Dünya basını bir yandan da Başkan Erdoğan'ın Afrika ziyaretini izliyor. Eski Fransız sömürgesi Angola'ya ziyaret, Fransız medyasında geniş yer buldu. Le Monde gazetesi Türkiye'nin Afrika'daki yükselişine tam sayfa ayırdı. Haberi "Erdoğan, Afrika'daki nüfuzunu genişletmek istiyor'' başlığıyla yayımladı. Türkiye'nin 20 yılda Afrika'daki büyükelçilik sayısının 9'dan 43'e çıktığını vurguladı. Afrika ile ticaret hacminin 4 milyar dolardan 26 milyar dolara yükselttiğini belirtti. Fransız devlet radyosu da Türk SİHA'larının başarısından bahsetti. ''Batılı emsallerinden daha ucuz ve Çinlilerin SİHA'larından daha kaliteliler.'' ifadeleri kullanıldı.
Fransa, Afrika'dan Kafkaslara birçok bölgede Türkiye'nin karşı cephesinde. Buna Ege ve Doğu Akdeniz de dahil. Yunan hükümeti geçen haftalarda Fransa ile savunma iş birliği anlaşması yaptı. Bu anlaşma, Ege'de ve Doğu Akdeniz'de askeri korumayı da sağlıyor. Atina hükümeti Türkiye'ye karşı bu maddeye sığınıyor. Ancak Paris'ten Atina'yı hayal kırıklığına uğratacak bir açıklama geldi.

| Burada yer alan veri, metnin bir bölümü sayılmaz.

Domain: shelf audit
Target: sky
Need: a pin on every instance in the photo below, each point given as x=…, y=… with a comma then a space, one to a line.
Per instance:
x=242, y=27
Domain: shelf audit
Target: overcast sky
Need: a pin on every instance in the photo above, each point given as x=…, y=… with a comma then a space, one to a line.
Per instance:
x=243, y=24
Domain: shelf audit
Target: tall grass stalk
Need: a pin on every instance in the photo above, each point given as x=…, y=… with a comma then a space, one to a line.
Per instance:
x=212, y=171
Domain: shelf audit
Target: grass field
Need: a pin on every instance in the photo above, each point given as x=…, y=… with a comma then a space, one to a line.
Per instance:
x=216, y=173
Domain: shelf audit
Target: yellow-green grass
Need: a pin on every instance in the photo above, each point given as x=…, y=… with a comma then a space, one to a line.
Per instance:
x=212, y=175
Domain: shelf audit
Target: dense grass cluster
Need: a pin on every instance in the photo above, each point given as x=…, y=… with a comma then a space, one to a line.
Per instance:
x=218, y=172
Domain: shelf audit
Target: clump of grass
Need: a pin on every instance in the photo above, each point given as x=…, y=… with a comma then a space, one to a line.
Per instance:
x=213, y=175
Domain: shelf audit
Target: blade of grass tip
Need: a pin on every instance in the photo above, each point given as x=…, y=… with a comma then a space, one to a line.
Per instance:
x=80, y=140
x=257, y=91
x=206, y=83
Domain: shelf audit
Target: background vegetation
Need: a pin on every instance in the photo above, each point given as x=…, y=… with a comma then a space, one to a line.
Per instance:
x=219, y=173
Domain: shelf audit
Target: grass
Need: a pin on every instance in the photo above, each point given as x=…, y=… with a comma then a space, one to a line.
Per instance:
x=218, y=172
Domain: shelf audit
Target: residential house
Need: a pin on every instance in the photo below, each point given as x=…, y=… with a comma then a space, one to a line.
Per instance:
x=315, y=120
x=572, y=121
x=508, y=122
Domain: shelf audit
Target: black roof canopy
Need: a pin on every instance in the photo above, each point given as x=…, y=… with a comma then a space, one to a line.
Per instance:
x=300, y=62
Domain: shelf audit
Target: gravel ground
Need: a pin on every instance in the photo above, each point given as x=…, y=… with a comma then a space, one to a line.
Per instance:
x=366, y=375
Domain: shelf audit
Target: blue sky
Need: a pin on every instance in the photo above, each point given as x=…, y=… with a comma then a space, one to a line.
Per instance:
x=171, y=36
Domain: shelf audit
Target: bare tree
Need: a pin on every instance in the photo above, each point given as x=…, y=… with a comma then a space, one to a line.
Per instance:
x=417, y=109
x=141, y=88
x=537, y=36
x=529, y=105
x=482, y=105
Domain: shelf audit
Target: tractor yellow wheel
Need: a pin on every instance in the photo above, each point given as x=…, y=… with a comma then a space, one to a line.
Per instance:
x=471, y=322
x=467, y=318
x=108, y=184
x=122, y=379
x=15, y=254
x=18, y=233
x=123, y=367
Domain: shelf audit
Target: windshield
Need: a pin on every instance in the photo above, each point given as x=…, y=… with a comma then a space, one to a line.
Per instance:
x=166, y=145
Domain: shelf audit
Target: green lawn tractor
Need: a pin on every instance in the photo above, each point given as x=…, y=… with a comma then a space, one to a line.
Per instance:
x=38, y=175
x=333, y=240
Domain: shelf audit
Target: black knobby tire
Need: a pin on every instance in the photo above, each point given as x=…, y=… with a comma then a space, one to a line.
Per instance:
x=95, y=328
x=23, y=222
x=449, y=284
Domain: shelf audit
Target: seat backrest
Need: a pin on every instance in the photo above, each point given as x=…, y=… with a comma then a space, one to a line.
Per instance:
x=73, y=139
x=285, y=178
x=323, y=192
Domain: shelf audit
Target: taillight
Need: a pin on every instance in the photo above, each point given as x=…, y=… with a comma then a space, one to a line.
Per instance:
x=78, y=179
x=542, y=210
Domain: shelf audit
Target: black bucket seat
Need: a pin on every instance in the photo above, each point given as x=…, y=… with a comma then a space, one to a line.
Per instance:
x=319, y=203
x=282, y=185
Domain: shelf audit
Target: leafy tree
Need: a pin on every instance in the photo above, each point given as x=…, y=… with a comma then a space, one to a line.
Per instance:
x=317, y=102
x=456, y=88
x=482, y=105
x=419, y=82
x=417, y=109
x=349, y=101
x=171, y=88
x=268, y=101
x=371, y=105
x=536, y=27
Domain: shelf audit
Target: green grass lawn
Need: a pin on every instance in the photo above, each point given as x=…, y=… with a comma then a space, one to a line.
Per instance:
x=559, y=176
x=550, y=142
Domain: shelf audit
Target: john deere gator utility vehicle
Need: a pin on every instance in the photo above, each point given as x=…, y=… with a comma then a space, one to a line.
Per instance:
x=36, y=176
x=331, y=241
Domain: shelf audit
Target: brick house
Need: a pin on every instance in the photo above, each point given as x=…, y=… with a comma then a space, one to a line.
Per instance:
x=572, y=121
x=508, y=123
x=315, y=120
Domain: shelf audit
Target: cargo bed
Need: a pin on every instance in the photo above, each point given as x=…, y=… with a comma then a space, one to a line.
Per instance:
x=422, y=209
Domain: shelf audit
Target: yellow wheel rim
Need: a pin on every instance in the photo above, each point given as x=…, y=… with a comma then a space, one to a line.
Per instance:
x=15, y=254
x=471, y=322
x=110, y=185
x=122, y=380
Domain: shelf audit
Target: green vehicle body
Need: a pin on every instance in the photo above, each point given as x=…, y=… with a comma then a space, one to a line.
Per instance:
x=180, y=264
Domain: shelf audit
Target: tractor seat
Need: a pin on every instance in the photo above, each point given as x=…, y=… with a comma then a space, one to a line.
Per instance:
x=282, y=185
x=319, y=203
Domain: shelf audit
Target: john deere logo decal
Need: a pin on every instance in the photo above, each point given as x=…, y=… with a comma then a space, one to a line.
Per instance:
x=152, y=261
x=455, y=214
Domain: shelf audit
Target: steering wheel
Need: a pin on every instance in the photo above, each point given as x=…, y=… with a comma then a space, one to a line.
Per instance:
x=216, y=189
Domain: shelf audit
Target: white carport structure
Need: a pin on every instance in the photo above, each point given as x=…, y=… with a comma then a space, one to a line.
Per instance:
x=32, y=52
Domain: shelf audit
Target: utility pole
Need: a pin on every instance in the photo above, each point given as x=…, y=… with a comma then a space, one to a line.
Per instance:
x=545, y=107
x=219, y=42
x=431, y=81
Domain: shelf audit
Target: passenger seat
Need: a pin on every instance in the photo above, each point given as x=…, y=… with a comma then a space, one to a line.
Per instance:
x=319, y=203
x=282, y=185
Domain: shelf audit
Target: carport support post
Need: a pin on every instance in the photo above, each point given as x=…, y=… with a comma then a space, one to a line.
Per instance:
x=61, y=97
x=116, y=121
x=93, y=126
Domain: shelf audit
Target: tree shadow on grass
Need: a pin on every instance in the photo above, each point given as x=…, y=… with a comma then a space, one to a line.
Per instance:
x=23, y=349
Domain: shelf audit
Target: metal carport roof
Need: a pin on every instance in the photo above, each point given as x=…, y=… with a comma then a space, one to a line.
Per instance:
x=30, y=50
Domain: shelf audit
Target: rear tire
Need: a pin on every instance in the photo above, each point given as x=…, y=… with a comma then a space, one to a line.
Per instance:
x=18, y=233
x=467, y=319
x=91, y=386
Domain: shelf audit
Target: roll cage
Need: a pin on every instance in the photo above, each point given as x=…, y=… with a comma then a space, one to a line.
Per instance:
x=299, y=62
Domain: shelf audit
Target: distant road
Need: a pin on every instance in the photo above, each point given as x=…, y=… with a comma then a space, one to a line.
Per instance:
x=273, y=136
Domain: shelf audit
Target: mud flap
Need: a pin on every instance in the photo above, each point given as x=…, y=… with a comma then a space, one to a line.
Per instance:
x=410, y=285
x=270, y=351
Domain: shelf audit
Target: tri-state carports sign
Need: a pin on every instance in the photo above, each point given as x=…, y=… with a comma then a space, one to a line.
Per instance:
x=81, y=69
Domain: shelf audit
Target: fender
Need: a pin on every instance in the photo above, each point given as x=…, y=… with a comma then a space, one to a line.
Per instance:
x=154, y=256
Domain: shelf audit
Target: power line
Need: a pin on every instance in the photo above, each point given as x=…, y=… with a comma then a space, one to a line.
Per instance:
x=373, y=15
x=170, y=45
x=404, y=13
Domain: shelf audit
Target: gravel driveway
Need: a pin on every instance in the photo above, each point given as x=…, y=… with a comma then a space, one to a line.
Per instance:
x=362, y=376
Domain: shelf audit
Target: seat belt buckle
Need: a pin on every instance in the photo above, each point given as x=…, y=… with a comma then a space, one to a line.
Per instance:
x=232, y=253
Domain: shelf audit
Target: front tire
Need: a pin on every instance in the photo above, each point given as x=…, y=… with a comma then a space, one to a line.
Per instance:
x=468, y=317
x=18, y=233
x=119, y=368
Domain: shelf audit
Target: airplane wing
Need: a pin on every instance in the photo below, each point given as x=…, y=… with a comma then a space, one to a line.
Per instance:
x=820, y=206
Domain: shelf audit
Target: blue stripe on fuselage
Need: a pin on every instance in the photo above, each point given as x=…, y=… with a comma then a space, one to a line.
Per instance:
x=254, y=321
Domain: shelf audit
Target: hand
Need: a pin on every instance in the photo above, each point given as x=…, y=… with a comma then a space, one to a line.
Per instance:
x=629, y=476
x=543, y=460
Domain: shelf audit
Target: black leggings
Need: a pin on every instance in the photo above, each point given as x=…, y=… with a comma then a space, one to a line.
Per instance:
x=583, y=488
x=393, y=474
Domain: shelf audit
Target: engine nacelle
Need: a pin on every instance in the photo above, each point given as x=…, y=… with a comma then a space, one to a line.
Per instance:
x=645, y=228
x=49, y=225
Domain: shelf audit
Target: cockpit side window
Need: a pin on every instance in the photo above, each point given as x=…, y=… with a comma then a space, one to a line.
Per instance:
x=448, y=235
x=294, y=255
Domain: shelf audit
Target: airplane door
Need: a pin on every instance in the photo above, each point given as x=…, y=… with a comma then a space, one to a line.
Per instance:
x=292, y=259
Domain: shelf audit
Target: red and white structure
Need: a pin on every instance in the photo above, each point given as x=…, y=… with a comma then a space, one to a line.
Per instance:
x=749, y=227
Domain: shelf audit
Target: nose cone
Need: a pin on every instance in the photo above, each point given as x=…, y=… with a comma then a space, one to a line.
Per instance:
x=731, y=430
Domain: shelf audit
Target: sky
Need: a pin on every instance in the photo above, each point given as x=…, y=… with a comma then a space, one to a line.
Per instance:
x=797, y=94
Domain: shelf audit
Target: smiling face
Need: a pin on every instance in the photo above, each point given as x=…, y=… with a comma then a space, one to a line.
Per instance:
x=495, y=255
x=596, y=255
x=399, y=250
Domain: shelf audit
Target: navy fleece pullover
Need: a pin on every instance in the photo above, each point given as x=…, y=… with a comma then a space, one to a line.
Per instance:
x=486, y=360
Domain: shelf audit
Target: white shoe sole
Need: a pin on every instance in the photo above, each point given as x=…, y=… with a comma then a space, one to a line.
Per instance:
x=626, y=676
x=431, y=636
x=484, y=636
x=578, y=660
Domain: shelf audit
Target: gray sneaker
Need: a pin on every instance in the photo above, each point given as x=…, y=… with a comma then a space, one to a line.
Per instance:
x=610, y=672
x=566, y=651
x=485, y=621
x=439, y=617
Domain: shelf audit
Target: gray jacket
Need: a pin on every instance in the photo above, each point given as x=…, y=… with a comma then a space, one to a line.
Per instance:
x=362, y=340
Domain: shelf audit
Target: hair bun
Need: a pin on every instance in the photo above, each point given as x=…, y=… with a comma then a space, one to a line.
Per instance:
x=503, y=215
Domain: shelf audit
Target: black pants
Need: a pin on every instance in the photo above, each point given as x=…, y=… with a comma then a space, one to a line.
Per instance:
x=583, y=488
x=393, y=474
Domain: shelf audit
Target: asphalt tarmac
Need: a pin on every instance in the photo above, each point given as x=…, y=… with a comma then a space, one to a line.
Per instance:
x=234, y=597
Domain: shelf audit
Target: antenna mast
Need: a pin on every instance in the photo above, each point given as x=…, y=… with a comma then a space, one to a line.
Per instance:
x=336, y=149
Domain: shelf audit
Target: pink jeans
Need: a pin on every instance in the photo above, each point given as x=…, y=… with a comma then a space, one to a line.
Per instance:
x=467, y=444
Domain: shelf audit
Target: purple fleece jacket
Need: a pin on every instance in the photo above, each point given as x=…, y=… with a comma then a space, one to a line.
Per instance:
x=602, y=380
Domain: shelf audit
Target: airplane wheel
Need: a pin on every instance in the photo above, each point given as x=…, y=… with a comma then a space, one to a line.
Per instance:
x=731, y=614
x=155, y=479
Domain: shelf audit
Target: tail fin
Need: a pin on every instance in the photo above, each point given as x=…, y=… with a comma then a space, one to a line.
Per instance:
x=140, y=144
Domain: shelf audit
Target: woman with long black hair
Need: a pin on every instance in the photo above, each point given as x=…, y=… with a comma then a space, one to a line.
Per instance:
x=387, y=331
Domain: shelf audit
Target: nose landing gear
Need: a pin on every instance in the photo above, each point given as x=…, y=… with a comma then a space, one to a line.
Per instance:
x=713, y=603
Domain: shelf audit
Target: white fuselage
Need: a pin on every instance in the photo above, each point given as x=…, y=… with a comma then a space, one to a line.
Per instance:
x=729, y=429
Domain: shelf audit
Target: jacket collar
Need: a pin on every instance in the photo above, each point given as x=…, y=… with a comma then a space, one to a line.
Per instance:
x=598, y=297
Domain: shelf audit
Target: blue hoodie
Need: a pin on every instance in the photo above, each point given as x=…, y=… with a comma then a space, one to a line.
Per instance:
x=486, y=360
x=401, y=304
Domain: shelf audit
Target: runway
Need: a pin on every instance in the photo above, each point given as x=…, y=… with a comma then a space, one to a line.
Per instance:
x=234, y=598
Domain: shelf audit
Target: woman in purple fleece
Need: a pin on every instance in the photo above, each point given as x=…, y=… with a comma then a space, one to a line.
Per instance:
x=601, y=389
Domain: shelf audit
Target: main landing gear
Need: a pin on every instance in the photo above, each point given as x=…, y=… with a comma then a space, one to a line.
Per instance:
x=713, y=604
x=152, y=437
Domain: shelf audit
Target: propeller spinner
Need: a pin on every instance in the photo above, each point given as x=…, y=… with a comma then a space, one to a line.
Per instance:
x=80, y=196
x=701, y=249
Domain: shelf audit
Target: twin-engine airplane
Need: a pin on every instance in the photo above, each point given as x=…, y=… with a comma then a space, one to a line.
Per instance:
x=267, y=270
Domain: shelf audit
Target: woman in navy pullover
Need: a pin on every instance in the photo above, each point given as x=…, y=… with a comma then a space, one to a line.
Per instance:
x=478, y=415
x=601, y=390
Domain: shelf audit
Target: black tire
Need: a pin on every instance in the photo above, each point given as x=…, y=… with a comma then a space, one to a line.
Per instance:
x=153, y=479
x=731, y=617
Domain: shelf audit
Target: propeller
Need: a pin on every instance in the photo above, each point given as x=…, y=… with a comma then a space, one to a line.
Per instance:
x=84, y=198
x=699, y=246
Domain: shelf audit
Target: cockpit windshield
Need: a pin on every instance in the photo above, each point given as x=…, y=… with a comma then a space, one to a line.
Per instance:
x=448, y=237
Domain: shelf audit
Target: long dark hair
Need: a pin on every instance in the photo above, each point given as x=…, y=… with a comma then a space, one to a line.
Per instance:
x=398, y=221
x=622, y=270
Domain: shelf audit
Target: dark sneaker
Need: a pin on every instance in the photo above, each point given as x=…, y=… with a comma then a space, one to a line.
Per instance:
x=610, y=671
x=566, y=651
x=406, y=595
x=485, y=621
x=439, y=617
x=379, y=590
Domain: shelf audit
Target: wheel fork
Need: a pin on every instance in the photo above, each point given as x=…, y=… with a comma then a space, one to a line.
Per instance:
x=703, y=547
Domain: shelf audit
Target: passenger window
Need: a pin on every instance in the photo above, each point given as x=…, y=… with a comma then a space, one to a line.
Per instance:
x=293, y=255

Fransa Savunma Bakanlığı Avrupalı Euractive yayın organına yazılı açıklama gönderdi. İki ülke arasındaki anlaşmanın ''Münhasır ekonomik bölgeleri kapsamadığını açıkladı. Savunma Bakanlığı, söz konusu anlaşmanın sadece kara sınırlarını kapsadığını belirtti. Yani denizdeki ihtilaflı bölgelerde Fransa ordusu müdahil olamayacak.